Marine Le Pen, Vichy et le Vel’d’Hiv – Chronique 136

Avr 11, 2017 | Chronique politique | 5 commentaires

 

La polémique créée à partir des propos de Marine Le Pen sur la rafle du Vel’d’Hiv est hallucinante au sens propre du terme : ce qui est perçu de ce qu’elle dit est étranger à la réalité de ses déclarations.

Quand un individu est victime d’hallucinations, seul son entourage peut en être troublé. Si des personnages publics, relayés par les médias, condamnent des propos au motif qu’ils exprimeraient le contraire de ce qui est effectivement dit, le trouble devient général car il y a inversion du motif du scandale. La vérité historique est proclamée fausse, l’erreur historique est proclamée absolument vraie et ceux qui contestent cette fausse vérité sont dénoncés comme révisionnistes : tel est le délire collectif auquel il faut résister.
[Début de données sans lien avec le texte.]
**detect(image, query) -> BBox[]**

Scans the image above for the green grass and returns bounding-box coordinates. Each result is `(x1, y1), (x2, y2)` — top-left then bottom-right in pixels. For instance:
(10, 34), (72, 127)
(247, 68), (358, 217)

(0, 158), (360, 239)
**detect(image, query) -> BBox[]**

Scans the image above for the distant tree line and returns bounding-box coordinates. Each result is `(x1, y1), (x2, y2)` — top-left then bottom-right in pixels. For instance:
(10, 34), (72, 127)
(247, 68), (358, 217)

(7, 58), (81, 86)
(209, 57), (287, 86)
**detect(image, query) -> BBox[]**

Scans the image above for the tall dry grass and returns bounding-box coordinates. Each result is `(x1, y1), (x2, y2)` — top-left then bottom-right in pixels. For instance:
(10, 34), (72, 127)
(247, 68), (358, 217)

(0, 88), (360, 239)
Quand Marine Le Pen déclare que « la France n’est pas responsable du Vel’d’Hiv », elle ne fait que reprendre la vérité exprimée par les autorités françaises jusqu’en 1995. Vérité historique, qui repose sur une analyse et sur des principes juridiques établis par la Déclaration organique faite à Brazzaville le 16 novembre 1940 : les organismes installés à Vichy sont issus d’un coup d’Etat, le prétendu « gouvernement de Vichy » est une autorité de fait placée dans la dépendance de l’ennemi et dont les actes sont illégaux. La Déclaration de Brazzaville constate que la Constitution est toujours en vigueur et que l’autorité centrale provisoire – qui deviendra le Gouvernement provisoire de la République française – devra répondre de ses actes devant les représentants de la nation lorsque le territoire national sera entièrement libéré. Entièrement libéré : il faut souligner que dès 1940 des territoires français sont administrés par la France libre et participent à l’effort de guerre aux côtés des Alliés. Le Conseil de Défense de l’Empire s’inscrit dans la continuité républicaine et le général de Gaulle est légitime parce qu’il organise la reconquête des territoires occupés – d’abord ceux de l’Empire français puis la métropole.
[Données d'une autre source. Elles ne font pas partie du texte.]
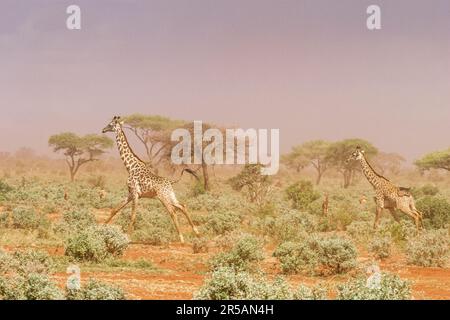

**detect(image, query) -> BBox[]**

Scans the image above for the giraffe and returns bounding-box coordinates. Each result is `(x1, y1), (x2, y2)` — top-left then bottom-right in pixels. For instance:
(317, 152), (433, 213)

Une autorité de fait ne peut être identifiée à « la France » et la complicité des vichystes avec l’Occupant dans la rafle du Vel’d’Hiv relève de la trahison. Nul n’ignore que les hommes reconnus coupables de trahison ont été condamnés à la Libération et que tous les actes de l’autorité de fait ont été déclarés nuls et de nul effet par l’ordonnance du 9 août 1944 que je reproduis ci-dessous, ainsi qu’un article, assorti de documents, que j’avais publié après le discours de François Hollande du 22 juillet 2012.

Ces pages de notre histoire politique, juridique, constitutionnelle, viennent d’être recouvertes par des déclarations en forme de procès intenté à Marine Le Pen. Le Monde écrit que le « roman national » que Marine Le Pen et Florian Philippot veulent promouvoir est « anachronique et nauséabond » et que leur « version de l’Histoire » ramène la France « au déni de l’après-guerre ». Cela signifie que le général de Gaulle et l’ensemble des autorités de la France libérée sont coupables de « déni » de même, nous dit Le Monde, que toute la génération de la Seconde Guerre mondiale dont François Mitterrand faisait partie !
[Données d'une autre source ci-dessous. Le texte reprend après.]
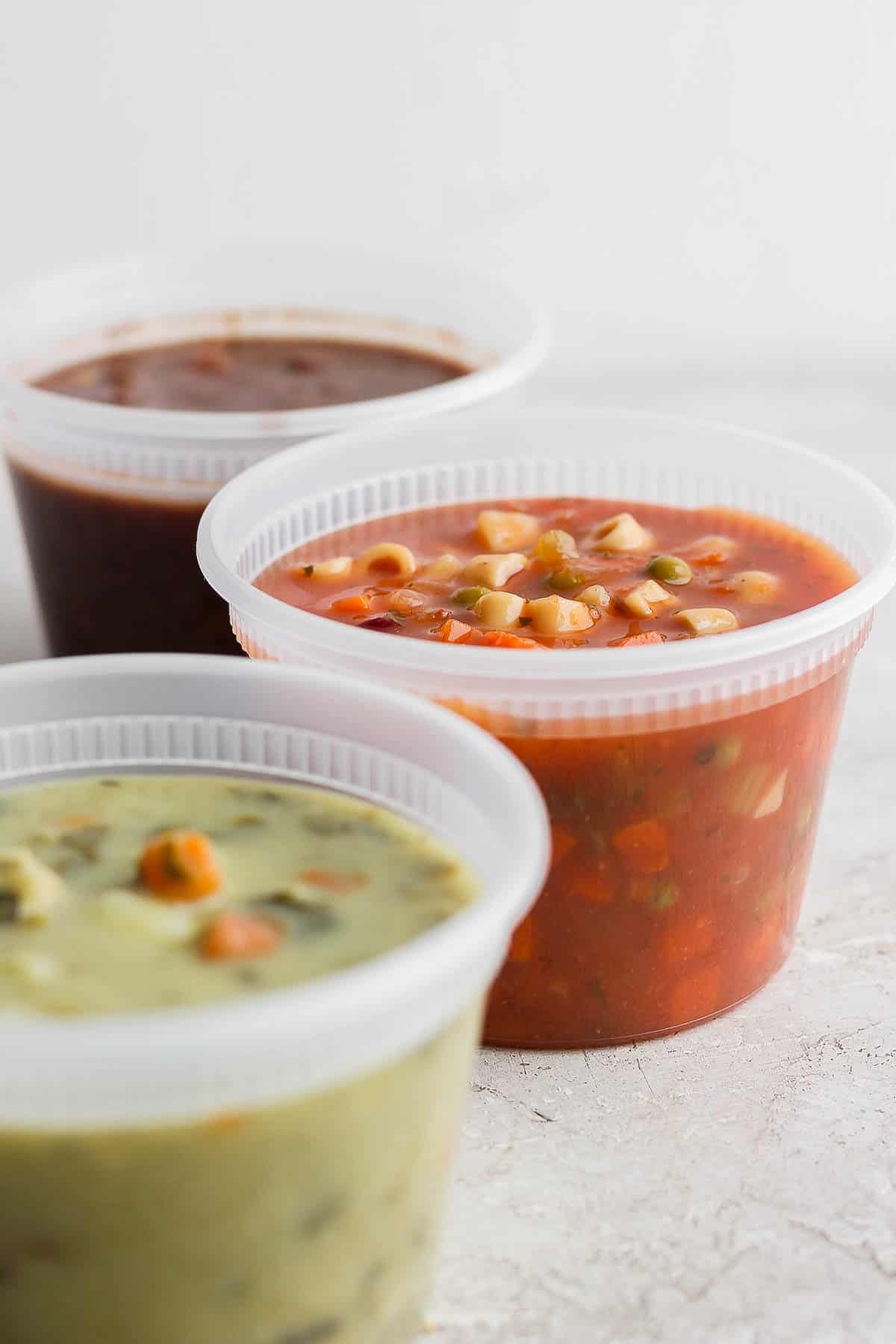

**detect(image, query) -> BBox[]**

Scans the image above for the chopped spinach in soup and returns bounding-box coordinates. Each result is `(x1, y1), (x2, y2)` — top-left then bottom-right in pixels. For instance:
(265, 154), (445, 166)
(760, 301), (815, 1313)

Le procès intenté à Marine Le Pen est donc un procès intenté à tous ceux qui récusent les discours sur la culpabilité de la France prononcés par Jacques Chirac et François Hollande : pas seulement aux combattants mais à leurs enfants – aux enfants des gaullistes, des communistes, des chrétiens démocrates, des socialistes patriotes, des royalistes, qui sont fidèles à leurs pères selon la chair ou selon l’esprit. Tous rejetés dans les enfers du déni, du mensonge, de la légende nauséabonde… Ce n’est pas tout : Emmanuel Macron et bien d’autres condamnent la « faute politique et historique » de Marine Le Pen et y voient la preuve que la présidente du Front national est d’extrême-droite. Lorsque Marine Le Pen s’aligne sur le général de Gaulle et sur François Mitterrand, elle est d’extrême-droite ! Lorsque, pressée de questions, Marine Le Pen évoque le « régime collaborationniste de Vichy », elle est d’extrême droite ! Comme si nous pouvions oublier que  pendant toute l’après-guerre, les vichystes s’étaient échinés à faire la différence entre « le Maréchal » et les Collaborateurs !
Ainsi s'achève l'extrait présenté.